The result is as you might expect. GM's stock price continues to slide while its accounting skulduggery escalates to paper over the shortfalls.
Of all curious correlations we could find to demonstrate the collapse in GM stock, which opened for trade back in November 2010 at $35, and just hit an all time post-IPO low at just over half its IPO price, the best one that exemplifies the second great collapse of GM is the amount of dealer inventory, aka channel stuffing, shown on an inverted axis: the lower the price of GM, the more the channel stuffing.
Of course, nobody could have possibly predicted that.
In related news, GM is also trying to deal with its exorbitant pensions which hang over it like a dark cloud. Many of GM's former employees have extremely rich pensions that remain in-force: GM is now offering to buy them out with a lump sum payment or promise them a steady monthly income stream instead.
For weeks, John and Kathy Matthews have agonized over the choice: accept $818,000 in a lump sum from General Motors to buy out Mr. Matthews’s pension or keep collecting a check of $4,854 a month...
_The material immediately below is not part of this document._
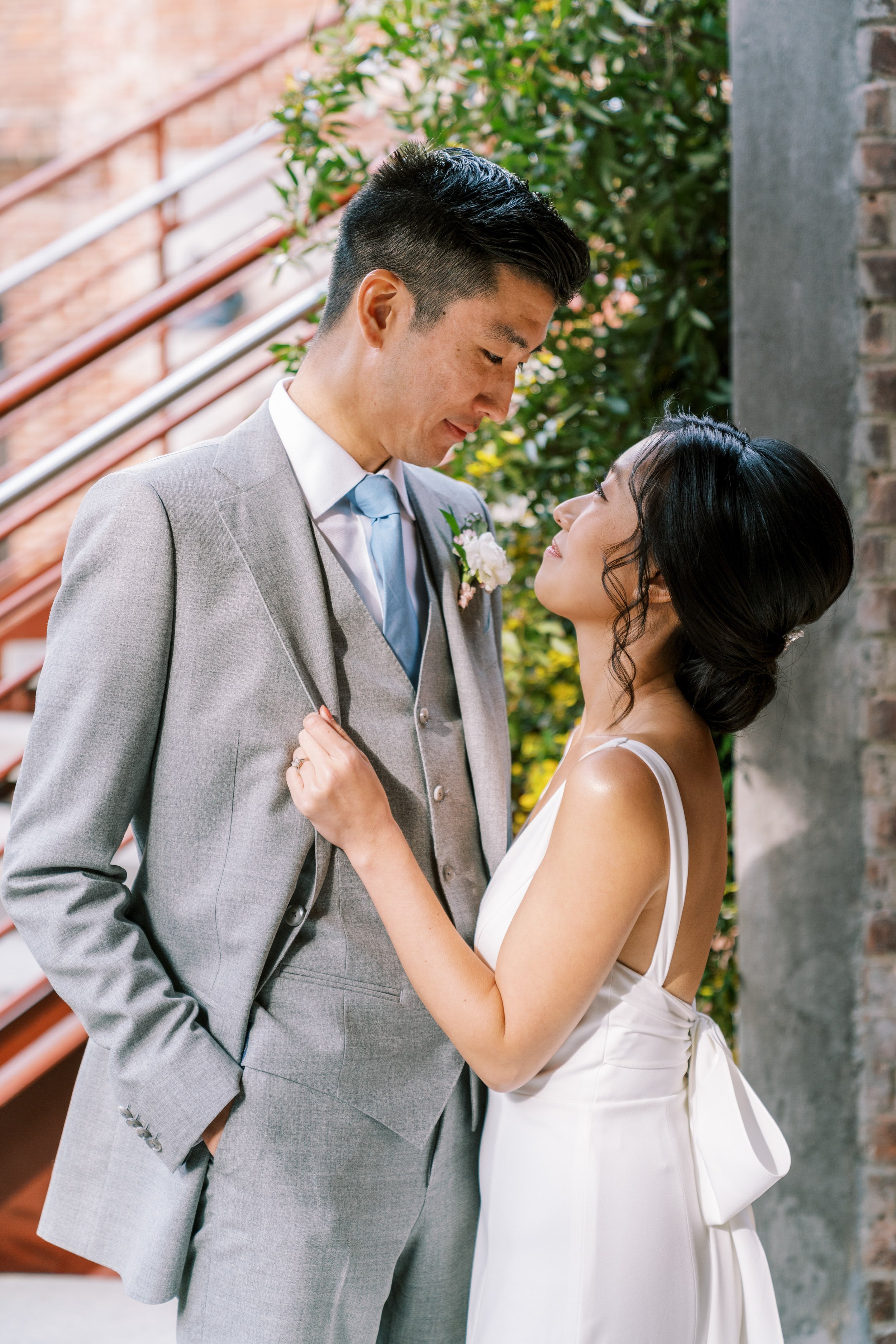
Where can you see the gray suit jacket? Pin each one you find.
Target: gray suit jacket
(187, 642)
...Although G.M. won’t put it quite so directly, by Mr. Matthews’s math, the company predicted that he would live for another 21 years and used that estimate to come up with the $818,000 offer.
Based on the economic realities confronting a company that never really fixed the endemic problems that led to its bankruptcy, I think I'd choose the former.
Because more government bailouts ain't in the cards for GM.